La ansiedad y el nerviosismo por la espera ya quedó atrás. La presidenta Cristina Kirchner será hoy operada para extirparle un carcinoma papilar en la tiroides. Tras la operación quedará unas 72 horas internada, y luego está previsto que la recuperación se extienda por unos 20 días, tiempo que repartirá entre la Quinta de Olivos y El Calafate.
La mandataria se trasladará en helicóptero y prevé llegar a las 7 al Hospital Austral, ubicado en la localidad bonaerense de Pilar. Según el plan del equipo médico, que encabeza Pedro Saco (director del Departamento de Cirugía y jefe de la sección Cabeza y Cuello, cargos que también ocupa en el Instituto Roffo), la Presidenta ingresará una hora y media más tarde al quirófano. De no mediar inconvenientes, la intervención se podrá extender por cuatro horas. Anoche, Saco se alojó en el hotel Howard Johnson de Pilar y desde allí se irá hoy a primera hora hasta el hospital.
Luego de la intervención, CFK estará de licencia médica hasta el 24 de enero, y será reemplazada por el vicepresidente Amado Boudou.
Más allá del nerviosismo y la ansiedad, la Presidenta ayer no salió de la Quinta de Olivos y evitó la actividad oficial. Sólo tenía previstos encuentros con Saco y Boudou. Sin embargo, y como es habitual, la jornada presidencial se mantuvo bajo un profundo hermetismo y ni siquiera se informó oficialmente los horarios en que Cristina llegaría al hospital ni de la operación. Pero, según pudo saber El Cronista de fuentes cercanas a la Presidenta, hasta anoche no habían evaluado la alternativa de que pase la noche en Pilar, tal como se especuló promediando la tarde de ayer. El Plan siempre fue el mismo y CFK calculaba internarse alrededor de las 7 para ingresar al quirófano a las 8, aseguraron a este diario.
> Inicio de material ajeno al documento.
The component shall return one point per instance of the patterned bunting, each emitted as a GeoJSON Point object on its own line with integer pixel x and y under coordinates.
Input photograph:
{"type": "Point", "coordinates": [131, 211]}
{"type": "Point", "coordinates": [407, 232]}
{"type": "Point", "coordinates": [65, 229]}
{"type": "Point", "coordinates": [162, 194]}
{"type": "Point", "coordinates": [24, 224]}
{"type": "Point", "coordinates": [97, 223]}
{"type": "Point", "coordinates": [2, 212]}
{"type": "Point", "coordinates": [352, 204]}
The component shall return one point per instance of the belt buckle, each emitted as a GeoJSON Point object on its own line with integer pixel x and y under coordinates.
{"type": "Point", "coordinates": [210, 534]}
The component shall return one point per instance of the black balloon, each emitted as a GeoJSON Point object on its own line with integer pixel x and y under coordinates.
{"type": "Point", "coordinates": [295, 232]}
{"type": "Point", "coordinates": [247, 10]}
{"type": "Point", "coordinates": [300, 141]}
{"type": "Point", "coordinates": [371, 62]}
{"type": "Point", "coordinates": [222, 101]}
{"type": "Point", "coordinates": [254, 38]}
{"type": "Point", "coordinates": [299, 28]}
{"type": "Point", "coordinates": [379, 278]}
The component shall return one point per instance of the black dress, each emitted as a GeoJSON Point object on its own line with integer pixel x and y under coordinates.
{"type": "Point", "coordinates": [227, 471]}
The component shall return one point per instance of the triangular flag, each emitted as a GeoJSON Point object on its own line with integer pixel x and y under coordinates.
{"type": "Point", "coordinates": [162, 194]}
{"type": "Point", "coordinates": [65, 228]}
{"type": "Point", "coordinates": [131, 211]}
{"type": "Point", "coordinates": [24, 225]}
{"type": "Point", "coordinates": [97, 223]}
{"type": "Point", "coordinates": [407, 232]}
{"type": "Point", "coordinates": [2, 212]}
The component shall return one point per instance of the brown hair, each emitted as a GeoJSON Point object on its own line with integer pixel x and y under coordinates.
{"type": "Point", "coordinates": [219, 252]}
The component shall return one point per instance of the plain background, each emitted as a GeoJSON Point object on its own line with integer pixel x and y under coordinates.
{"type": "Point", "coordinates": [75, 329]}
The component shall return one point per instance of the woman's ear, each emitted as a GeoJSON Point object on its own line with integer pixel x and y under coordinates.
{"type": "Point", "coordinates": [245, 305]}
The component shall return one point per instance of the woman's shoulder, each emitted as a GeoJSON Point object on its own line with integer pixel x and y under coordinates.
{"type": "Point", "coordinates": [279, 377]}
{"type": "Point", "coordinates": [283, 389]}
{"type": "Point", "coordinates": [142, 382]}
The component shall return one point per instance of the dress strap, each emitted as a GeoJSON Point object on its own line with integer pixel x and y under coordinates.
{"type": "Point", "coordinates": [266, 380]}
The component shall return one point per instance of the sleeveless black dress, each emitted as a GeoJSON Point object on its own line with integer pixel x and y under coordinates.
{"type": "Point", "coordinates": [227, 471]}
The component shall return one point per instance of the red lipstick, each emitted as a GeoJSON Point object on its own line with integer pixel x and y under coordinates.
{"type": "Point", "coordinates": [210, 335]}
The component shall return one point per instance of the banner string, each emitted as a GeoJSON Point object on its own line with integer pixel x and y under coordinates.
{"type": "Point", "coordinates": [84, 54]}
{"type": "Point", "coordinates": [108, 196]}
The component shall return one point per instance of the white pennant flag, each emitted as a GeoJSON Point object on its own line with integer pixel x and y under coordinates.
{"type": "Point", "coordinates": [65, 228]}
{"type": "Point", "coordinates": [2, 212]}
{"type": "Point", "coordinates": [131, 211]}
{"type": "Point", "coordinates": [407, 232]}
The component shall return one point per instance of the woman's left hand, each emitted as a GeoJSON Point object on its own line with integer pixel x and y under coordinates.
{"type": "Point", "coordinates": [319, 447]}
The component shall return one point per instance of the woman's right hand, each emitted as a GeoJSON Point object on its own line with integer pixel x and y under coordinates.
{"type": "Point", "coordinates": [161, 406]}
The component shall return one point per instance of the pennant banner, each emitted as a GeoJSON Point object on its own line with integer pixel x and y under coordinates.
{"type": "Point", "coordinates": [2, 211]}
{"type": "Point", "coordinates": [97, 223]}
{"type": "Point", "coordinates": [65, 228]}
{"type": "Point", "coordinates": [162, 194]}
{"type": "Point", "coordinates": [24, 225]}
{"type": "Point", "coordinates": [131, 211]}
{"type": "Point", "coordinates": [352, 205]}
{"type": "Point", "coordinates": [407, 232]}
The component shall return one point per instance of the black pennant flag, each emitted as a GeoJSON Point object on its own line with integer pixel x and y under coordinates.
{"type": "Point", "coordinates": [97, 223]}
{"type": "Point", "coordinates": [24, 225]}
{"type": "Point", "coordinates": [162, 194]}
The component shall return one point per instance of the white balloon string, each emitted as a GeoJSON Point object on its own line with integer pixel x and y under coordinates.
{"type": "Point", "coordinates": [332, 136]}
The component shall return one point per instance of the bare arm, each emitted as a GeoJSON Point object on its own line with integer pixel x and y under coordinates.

De este modo, la jefa de Estado siguió al pié de la letra la recomendación tanto de Saco como de los profesionales de la Unidad Médica presidencial, los doctores Luis Buonomo y Marcelo Ballestero. Los médicos le solicitaron que suspendiera todas las actividades para llegar con más tranquilidad a la operación. Así lo hizo, aunque CFK sólo quiso hablar una vez más con Boudou para no dejar ningún detalle de la gestión librada al azar.
En un clásico del estilo k, no hubo información desde el interior de la residencia presidencial. Pero aseguraron que el encuentro con su vice se concretó.
Cristina quiso interiorizarse de los detalles finos sobre la reunión en que se concretó el traspaso de los subtes y el premetro a la órbita de la Ciudad de Buenos Aires. Ese, precisamente, era uno de los temas centrales que la mandataria quería cerrar antes de tomarse la licencia. De hecho fue uno de los pedidos público que hizo durante el acto que encabezó ni bien se supo que padecía cáncer de tiroides.
Con el traspaso cerrado, CFK deja un escenario políticos previsible, que será custodiado, además de Boudou, por los funcionarios más cercano: el secretario de Legal y Técnica, Carlos Zannini, y el ministro de Planificación, Julio De Vido.
Este trío k se ocupará de que se firmen las medidas necesarias para la gestión diaria, y supervisará la marcha de la quita de subsidios y el redireccionamiento de esas partidas, ya que no habrá ninguna decisión que revista un golpe de timón para el Gobierno.
Al cierre de esta edición, las medidas de seguridad y los detalles logísticos ya estaban ajustados y los militantes k acampaban en la puerta del hospital.